I sat stunned and staring at the phone, how many people are driven to shouting exactly what I shouted into the phone that their voice recognition soft ware recognizes the phrase, and they have a response set up!
I pressed five. A voice answered, "Hello," I said, ( eventually, after getting my breath ) . "Can you help me?" .
Those are the words that strike fear into my heart at the moment. People keep coming into the shop and saying , " I've got this rash..." A few seconds later I hear one of the girls say that they'll just get the pharmacist. I can tell by their approaching speed the age, sex, smell and general appearance of said rash sufferer.
Silently I scream "NO NO Show it to the doctor", but to no avail.

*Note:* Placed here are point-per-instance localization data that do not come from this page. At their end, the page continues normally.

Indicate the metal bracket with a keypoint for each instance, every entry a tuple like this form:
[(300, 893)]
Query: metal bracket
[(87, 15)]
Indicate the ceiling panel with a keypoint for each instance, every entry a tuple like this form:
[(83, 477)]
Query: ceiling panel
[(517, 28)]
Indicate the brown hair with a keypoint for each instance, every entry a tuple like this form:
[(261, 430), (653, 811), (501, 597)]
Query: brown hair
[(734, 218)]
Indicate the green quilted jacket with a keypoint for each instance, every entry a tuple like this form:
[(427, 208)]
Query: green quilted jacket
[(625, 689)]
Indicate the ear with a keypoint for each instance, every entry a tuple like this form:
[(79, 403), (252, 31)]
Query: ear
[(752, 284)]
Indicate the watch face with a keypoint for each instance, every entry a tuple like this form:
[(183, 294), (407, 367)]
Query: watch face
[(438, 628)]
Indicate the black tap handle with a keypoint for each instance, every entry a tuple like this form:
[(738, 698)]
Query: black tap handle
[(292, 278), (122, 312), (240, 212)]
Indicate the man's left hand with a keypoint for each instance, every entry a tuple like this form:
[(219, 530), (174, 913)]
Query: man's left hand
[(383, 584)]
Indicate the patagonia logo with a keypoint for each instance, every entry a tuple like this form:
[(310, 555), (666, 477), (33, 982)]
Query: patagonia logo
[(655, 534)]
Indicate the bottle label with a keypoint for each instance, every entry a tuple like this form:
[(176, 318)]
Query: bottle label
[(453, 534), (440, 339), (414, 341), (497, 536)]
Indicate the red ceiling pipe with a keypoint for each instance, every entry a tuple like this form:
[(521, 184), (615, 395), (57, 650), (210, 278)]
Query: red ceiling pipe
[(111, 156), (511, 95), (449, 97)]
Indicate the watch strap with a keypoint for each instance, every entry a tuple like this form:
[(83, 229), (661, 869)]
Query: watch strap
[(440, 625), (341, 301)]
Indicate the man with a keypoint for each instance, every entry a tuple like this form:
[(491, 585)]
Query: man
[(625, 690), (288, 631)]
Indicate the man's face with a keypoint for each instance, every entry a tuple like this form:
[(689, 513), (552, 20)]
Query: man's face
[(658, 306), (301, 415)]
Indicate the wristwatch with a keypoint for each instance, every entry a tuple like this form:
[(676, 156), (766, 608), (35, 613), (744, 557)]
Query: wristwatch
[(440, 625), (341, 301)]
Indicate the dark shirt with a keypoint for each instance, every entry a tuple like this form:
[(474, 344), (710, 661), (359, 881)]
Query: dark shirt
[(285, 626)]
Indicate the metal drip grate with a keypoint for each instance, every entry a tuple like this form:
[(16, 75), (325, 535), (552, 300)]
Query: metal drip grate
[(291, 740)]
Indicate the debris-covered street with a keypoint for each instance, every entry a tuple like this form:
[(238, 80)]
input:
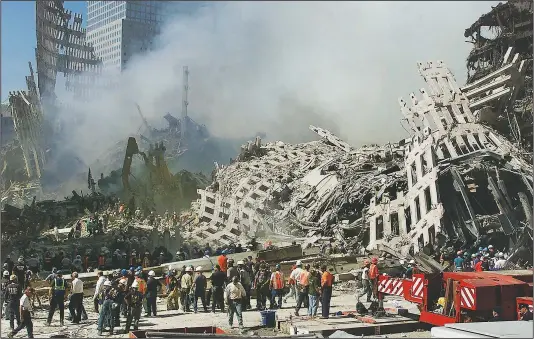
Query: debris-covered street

A decription just won't do, they insist on showing me, young and old, male and female, smelly...the lot. Please, please show the doctor not me. I don't get paid enough for this, really I don't.
I have seen boobs and bums and young and old alike, vests, T-shirts, nappys, lacey underwear and sagging grey boxers... Please no more.
I am left muttering "try this cream" whilst trying to avert my eyes and look interested but not too interested.
With my luck Brad Pitt would come in the shop........to show me his rash, and put me off for life. ( I'd tell him he caught it off Ange, or maybe George..)
The police here have had a good week when it comes to busting pot growers. They've seized quite a lot of crops.
One was growing on an island at a popular leisure spot, another was adjoining a remote camp site at the same leisure spot, and one was growing in amongst a farmers cane crop.
The police comment....We don't usually get many seizures at this time of the year, the weather is too wet for the marijuana to grow. The larger than usual seziures this year reflect better growing practices by the marijuana growers, enabling them to grow their crop all year round.
There you go then, advances in modern agriculture are benefitting every-one.
The phone lines went out at work......again...this morning. Today the phone lines went out in the entire suburb, including a large shopping centre, which is unusual , it's usually just our shop. I reported the fault in our shop to telstra, no sorry, I attempted to report the fault.
I dialled the fault line ( from my mobile) and got an automated response. Press one if you want to give us money, press two if you want to give us new business, press three if you want to tell us how good we are, press four if you want to be put on hold for fifteen minutes and then cut off. I have dealt with these automated systems before, I pressed "one, I want to give you money" .
Immediately a bright chirpy voice enquired how much money I wanted to give them and by what means. "Terribly sorry', I said, " I must have pressed the wrong button, I want to report a fault." The chirpy voice became less chirpy, sour even, and responded that I should be on hold, not talking to her. I responded that in the past this had led to an automated voice telling me to hold for service, some bad music, and a dead line. "That's right "she said , "it's the fault line."
I explained I didn't want to book a fault, but report one. Oh she said, obviously I didn't have a fault since I'd called her. I explained I was on my mobile and wanted to report a fault on a land line. This she grudgingly accepted. I told her the number and she tapped it in, muttering under her breath about having to change screens etc etc.
The next thing I heard was an automated message telling me that the fault had already been reported , and that I could expect normal service to be resumed at 7.30pm on Tuesday. ( I reported this at 8.30am Sunday).
Obviously telstra has operated a monopoly in our part of the world for far too long, the sooner we get meaningful competition the better.
The tip about automated switch boards always works though, I always press the button they advise you to press if you want to give them money. They answer that a lot quicker than any of the other lines.